GTP and Mobile IP protocols are used to maintain the IP address for UE when moving between technologies

Both Trusted (VF-X1-TEST) and Untrusted WiFi (VF-X1-TTG) SSIDs configured in the lab WiFi network

Four Samsung phones (UE) are used in this testing with SIM IDs of 311480000000226, 259, 260 and 267. These are configured on both 3G and WiFi core so that interworking can be tested.

Third-Party client is used to test client based solution for seamless mobility.

Test Execution Methodology To simulate 3G data offloading and the scenarios that we have discussed in this document, we have executed following test plan.

To simulate the scenario we first turned off both WiFi and 3G on the UE and then whilst the WiFi was off we turned on 3G connectivity. Once the UE successfully connected to 3G we verified the IP address allocated to the UE from the GGSN/HA pool. After verification that the UE is connected to 3G we started an application under test for mobility from 3G to WiFi. While the application was running we turned on WiFi and verified that UE was connected to the WiFi network and received the IP allocated to the UE from the client pool and also that the application was not disrupted. We turned off the WiFi to move back to 3G and again confirmed the IP address allocation and checked the application status and confirmed that the application was not disrupted at this stage.

To summarise, the following steps were completed during the procedure:

Turn off WiFi, attach the UE to the 3G network and start an application under test for mobility

Check the IP address allocated to the UE from the GGSN/HA pool

Turn on the WiFi and see that another IP address is allocated to the UE from the client pool

Check that the application is not disrupted

Move back to 3G and check that the earlier IP addresses are maintained and the application session is not disrupted

Demonstration and Results The demonstration has been divided into four main steps as below: Step 1: 3G connectivity- EAP/AKA authentication: After setting up our lab we verified the 3G connectivity. We have the 3G network setup in the lab and verified connectivity by switching on the UE to get the coverage and network related configurations from the core network to establish the connection with the GGSN.

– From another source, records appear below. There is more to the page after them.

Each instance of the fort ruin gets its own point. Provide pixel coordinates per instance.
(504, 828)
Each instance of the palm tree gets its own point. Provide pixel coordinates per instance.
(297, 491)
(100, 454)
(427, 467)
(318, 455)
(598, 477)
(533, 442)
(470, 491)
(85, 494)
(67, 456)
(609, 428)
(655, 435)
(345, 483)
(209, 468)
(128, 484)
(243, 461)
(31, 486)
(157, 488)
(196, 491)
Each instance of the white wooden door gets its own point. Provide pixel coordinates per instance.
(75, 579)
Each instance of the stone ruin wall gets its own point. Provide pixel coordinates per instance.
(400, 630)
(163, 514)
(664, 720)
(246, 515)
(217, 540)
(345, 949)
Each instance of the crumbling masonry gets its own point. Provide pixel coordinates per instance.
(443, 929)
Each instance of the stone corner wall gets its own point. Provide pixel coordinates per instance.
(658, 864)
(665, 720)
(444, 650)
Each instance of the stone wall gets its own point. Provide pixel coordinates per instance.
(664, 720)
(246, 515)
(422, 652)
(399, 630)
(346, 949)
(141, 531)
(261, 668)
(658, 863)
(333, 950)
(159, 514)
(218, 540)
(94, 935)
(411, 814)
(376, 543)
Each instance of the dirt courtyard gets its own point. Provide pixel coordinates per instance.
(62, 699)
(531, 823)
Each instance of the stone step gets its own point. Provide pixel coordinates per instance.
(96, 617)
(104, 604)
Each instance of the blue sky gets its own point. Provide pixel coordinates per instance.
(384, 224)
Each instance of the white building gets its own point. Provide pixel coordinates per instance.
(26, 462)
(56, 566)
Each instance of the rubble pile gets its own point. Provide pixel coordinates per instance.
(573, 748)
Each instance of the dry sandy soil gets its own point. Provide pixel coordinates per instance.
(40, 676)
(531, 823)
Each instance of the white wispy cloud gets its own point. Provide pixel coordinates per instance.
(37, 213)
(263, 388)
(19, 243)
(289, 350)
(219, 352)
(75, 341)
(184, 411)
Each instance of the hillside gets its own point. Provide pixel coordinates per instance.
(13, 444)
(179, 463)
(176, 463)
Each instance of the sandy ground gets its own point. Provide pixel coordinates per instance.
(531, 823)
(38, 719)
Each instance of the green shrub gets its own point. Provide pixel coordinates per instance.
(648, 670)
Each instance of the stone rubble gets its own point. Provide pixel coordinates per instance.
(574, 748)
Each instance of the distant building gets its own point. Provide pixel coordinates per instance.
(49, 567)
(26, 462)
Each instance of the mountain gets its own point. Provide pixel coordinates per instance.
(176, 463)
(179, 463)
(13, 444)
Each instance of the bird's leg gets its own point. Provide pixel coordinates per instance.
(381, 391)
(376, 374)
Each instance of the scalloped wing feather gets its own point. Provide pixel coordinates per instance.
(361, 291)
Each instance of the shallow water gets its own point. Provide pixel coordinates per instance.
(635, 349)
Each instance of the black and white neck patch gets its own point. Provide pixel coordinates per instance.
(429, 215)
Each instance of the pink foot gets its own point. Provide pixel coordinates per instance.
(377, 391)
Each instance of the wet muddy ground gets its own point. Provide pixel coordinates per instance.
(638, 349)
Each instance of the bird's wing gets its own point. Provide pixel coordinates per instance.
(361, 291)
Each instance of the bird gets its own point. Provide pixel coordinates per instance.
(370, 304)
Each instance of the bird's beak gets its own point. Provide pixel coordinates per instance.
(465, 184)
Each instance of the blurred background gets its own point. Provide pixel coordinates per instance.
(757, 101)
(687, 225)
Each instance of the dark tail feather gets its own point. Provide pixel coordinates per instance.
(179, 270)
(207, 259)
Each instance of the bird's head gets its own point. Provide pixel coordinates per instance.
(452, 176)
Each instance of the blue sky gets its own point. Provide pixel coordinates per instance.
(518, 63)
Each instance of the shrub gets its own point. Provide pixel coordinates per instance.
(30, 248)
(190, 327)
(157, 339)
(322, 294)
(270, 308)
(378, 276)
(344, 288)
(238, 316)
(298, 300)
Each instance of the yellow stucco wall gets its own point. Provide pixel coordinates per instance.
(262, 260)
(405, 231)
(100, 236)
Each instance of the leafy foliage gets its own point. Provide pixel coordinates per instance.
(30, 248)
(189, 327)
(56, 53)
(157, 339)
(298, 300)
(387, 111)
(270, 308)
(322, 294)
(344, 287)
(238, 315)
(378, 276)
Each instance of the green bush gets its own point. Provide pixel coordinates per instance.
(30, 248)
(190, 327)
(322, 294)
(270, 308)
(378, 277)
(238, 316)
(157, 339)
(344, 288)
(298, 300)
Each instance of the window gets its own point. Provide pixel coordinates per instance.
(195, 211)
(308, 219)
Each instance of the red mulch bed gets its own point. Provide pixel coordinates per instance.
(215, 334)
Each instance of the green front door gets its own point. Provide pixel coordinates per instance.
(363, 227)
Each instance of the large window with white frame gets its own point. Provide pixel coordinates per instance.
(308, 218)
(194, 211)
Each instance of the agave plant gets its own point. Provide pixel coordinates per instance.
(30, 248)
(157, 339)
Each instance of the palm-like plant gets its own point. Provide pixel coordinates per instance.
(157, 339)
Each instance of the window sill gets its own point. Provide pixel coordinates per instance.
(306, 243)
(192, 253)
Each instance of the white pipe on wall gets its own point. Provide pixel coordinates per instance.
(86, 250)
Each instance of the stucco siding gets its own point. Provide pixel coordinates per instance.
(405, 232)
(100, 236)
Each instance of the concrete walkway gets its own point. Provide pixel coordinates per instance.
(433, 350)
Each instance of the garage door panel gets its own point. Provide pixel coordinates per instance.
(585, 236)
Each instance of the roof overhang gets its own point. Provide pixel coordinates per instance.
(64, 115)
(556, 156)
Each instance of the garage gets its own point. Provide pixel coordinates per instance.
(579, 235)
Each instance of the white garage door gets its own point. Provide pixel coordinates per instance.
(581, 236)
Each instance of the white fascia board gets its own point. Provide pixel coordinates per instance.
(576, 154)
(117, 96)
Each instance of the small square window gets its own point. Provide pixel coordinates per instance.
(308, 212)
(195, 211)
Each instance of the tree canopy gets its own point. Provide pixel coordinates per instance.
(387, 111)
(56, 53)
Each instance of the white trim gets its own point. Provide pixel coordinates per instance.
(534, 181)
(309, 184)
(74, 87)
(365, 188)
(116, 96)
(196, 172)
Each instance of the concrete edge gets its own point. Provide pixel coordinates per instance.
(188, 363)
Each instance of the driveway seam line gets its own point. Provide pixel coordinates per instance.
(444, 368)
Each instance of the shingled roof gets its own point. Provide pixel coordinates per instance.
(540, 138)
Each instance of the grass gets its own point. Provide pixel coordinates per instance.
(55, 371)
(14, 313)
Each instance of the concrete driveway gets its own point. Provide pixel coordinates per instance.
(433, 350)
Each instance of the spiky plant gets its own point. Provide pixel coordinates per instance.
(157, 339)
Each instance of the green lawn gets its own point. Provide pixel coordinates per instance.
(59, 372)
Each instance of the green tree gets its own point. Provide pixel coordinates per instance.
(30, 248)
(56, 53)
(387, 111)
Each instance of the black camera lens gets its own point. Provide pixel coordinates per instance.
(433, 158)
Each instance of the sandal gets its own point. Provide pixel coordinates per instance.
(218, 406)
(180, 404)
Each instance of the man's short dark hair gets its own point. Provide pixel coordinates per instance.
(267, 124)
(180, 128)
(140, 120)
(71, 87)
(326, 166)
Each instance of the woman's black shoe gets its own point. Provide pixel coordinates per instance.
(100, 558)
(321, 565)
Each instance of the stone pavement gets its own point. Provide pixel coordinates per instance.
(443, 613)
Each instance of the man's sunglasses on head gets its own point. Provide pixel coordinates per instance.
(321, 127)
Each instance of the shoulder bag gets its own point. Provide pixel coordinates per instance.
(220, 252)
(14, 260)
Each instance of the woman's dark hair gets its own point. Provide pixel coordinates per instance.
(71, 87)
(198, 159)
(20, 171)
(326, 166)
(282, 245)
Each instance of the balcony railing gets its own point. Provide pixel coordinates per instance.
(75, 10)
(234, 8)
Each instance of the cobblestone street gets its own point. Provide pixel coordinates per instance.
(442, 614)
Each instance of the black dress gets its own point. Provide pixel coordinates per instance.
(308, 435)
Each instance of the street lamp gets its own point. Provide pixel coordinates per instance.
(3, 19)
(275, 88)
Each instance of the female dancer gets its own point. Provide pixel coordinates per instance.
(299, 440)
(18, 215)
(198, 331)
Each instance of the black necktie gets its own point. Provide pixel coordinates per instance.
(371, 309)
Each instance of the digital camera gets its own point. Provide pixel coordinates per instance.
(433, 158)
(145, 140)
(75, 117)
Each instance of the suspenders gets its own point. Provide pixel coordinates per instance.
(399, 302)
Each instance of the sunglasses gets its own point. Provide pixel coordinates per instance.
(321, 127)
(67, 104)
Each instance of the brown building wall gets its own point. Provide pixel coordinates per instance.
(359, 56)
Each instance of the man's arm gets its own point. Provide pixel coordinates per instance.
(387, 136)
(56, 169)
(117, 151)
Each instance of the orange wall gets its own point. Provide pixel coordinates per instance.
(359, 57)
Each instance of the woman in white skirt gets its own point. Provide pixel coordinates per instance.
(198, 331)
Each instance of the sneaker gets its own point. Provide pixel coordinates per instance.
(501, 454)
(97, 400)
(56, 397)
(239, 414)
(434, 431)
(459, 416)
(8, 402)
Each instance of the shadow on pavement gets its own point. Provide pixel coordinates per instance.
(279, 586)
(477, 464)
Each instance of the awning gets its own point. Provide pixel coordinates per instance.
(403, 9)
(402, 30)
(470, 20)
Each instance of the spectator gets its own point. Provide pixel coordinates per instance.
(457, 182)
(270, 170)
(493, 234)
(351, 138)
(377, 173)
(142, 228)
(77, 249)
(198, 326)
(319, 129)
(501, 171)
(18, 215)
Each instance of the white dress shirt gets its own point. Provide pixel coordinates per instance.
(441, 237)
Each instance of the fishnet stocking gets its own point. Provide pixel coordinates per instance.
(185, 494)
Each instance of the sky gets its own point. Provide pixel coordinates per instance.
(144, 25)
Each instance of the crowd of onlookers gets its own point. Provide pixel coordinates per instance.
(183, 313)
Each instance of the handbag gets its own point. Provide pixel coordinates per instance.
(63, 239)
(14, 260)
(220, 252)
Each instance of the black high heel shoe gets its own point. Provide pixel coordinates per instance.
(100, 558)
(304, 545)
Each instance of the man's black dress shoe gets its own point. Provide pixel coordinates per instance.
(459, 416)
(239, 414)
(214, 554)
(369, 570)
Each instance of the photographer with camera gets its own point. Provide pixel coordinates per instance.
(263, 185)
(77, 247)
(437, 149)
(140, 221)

Pre-Conditions Before we set up 3G connectivity we have to verify some settings which should be present in the UE. The APN for vzwinternet-wifi was configured on the Samsung Galaxy 3 phone with a 226 SIM. The SIM was also configured for EAP-AKA authentication. The 3G connectivity test was an important prerequisite for the 3G to WiFi offloading test.

Execution Steps Ensuring that there is no data connection present at the UE, we monitored the activity on the GGSN to confirm that we are not receiving any PDP context requests. Then we switched on the 3G data connection and checked to see if the phone connects to the 3G UMTS network

Results The 3G connectivity flow was as expected, Ericsson’s SGSN received the data connectivity request and the SGSN communicated with the HLR to authenticate the subscribers from a 3G perspective. Once authentication was completed, the SGSN initiated a PDP context request to the ASR5K GGSN and in turn the GGSN accepted the request and sent PDP context response. The UE was assigned an address from the GGSN pool between (192.168.20.192 - 222) stating IUCNAI for UMTS. We verified the address allocation on the ASR5k by issuing a "show subs all” command. This info was stored in a log file for all the test cases.

Figure 5. UE assigned IP Address

Call flows were verified using Wireshark traces stored during testing, as seen in figure 6 the successful RANAP attach and PDP context activation message goes to Cisco GGSN using GTP control messages.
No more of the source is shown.